Cegueira não é desculpa para você não ver

Título desse post foi meio filosófico, meio trocadilho. Mas ignorem a parte do trocadilho.

Não li Ensaio sobre a Cegueira ainda. E sem dúvida não é o melhor filme do Fernando Meirelles (ainda é Cidade de Deus, que tá no meu Top 10 de todos os tempos). Mas é ótimo, e você não pode deixar de ver (sem trocadilho). Inclusive é um filme que “envelhece” bem. Hoje já estou gostando bem mais do que quando vi, ontem.

Julianne Moore está sublime, Mark Ruffalo e Alice Braga ótimos, e o Gael García Bernal faz uma das melhores atuações da carreira dele. Divertido e perturbador ao mesmo tempo. A cena do “I Just Called to Say I Love You” está no rol de grandes momentos desse filme, assim como a do rádio, a do reencontro do casal japonês, a do supermercado e de outras que não vou citar aqui para não falar nenhum spoiler.

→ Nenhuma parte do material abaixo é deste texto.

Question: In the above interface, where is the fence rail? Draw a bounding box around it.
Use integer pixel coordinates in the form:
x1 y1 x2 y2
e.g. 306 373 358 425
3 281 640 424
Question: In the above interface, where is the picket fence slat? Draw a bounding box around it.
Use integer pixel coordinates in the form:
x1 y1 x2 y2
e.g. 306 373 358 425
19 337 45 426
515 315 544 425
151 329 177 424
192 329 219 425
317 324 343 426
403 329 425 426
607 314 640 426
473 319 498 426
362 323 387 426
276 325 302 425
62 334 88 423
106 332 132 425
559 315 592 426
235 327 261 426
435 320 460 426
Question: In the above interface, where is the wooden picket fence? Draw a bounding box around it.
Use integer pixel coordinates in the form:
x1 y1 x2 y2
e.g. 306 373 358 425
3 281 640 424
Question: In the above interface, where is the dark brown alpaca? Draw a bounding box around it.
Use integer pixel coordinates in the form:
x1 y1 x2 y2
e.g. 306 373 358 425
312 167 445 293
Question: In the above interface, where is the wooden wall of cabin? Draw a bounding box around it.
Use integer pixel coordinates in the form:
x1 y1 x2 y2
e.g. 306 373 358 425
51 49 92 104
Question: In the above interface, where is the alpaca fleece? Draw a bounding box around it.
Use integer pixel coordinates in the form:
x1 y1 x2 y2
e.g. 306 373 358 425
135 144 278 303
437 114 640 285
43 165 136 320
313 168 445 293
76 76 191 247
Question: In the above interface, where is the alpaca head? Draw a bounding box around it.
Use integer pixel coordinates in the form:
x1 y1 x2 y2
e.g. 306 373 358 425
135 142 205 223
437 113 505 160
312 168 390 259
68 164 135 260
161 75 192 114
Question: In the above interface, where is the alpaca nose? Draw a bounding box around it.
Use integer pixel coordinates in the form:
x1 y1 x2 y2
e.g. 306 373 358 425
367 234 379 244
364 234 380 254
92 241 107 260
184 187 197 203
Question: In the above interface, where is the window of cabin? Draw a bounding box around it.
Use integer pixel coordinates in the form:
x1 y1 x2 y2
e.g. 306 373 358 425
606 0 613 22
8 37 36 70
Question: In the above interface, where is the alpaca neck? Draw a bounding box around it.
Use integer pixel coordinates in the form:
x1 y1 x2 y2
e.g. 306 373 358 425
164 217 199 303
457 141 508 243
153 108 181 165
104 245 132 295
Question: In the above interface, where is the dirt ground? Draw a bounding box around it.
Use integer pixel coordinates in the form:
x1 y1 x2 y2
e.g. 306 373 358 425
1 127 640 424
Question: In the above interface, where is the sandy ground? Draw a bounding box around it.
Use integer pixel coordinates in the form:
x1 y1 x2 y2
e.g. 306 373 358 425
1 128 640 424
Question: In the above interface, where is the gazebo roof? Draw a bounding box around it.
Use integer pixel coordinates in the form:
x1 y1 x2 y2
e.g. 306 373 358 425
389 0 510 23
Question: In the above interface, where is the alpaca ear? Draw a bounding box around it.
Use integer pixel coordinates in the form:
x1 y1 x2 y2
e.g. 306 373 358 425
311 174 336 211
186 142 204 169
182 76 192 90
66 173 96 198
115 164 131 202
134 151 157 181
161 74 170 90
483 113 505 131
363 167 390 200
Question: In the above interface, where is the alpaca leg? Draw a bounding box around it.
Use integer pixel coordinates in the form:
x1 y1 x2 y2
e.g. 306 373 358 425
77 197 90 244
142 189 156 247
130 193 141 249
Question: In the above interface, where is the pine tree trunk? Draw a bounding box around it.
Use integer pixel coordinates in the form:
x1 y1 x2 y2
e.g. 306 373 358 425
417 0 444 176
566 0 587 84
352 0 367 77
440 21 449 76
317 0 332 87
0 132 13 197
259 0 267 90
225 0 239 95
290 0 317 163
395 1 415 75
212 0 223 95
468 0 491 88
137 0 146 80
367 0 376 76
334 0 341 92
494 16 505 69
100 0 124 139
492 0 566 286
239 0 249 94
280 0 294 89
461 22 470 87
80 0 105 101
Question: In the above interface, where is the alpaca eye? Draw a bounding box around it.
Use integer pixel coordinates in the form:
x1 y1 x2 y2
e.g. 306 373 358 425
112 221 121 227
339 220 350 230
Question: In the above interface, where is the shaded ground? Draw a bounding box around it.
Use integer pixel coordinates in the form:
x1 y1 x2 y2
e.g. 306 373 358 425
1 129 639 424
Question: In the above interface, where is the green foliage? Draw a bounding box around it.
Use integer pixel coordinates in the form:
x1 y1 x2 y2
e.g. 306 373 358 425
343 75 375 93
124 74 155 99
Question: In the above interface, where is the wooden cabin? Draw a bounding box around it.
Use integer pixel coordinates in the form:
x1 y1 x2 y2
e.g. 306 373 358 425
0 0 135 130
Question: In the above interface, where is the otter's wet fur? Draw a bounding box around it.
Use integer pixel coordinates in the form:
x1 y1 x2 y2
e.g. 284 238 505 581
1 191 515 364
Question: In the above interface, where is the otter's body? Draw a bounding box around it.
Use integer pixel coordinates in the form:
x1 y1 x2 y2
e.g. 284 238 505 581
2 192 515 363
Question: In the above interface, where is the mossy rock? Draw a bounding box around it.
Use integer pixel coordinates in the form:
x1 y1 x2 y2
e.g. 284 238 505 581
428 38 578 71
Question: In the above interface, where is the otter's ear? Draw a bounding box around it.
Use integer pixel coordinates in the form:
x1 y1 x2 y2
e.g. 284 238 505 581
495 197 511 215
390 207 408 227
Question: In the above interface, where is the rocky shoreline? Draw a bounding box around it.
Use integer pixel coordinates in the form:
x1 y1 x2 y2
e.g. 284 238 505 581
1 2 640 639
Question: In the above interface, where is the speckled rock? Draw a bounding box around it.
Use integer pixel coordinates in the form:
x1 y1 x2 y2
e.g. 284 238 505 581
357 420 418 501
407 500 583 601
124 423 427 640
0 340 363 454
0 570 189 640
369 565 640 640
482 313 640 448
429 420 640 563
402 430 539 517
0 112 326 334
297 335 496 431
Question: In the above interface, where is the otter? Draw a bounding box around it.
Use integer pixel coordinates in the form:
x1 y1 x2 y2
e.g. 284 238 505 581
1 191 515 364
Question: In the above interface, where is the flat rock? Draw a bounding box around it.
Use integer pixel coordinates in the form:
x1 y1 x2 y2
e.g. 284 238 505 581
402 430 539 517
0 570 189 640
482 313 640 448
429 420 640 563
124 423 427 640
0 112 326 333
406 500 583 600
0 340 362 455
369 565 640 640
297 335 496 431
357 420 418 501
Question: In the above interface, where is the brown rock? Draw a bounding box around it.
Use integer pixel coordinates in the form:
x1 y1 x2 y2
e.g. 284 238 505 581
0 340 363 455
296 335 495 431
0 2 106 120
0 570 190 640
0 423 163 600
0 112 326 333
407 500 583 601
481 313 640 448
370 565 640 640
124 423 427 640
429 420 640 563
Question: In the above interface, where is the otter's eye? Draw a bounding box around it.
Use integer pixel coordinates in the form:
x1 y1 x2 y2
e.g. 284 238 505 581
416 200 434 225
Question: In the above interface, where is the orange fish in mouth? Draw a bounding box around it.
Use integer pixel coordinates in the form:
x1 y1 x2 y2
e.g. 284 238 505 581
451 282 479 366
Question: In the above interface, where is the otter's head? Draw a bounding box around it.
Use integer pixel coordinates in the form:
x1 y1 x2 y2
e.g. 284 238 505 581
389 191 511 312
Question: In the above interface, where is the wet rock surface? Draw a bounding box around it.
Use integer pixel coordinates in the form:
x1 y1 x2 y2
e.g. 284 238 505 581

Um filme que nos provoca. Nos convida a refletir sobre como olhamos o mundo. E nos faz perceber, através da alegoria de uma situação de limite como é a cegueira branca, a verdadeira essência do homem. Enquanto alguns despertam o lado mais podre e sujo, outros percebem que, para sobreviver, precisam do apoio uns dos outros, da solidariedade, do amor.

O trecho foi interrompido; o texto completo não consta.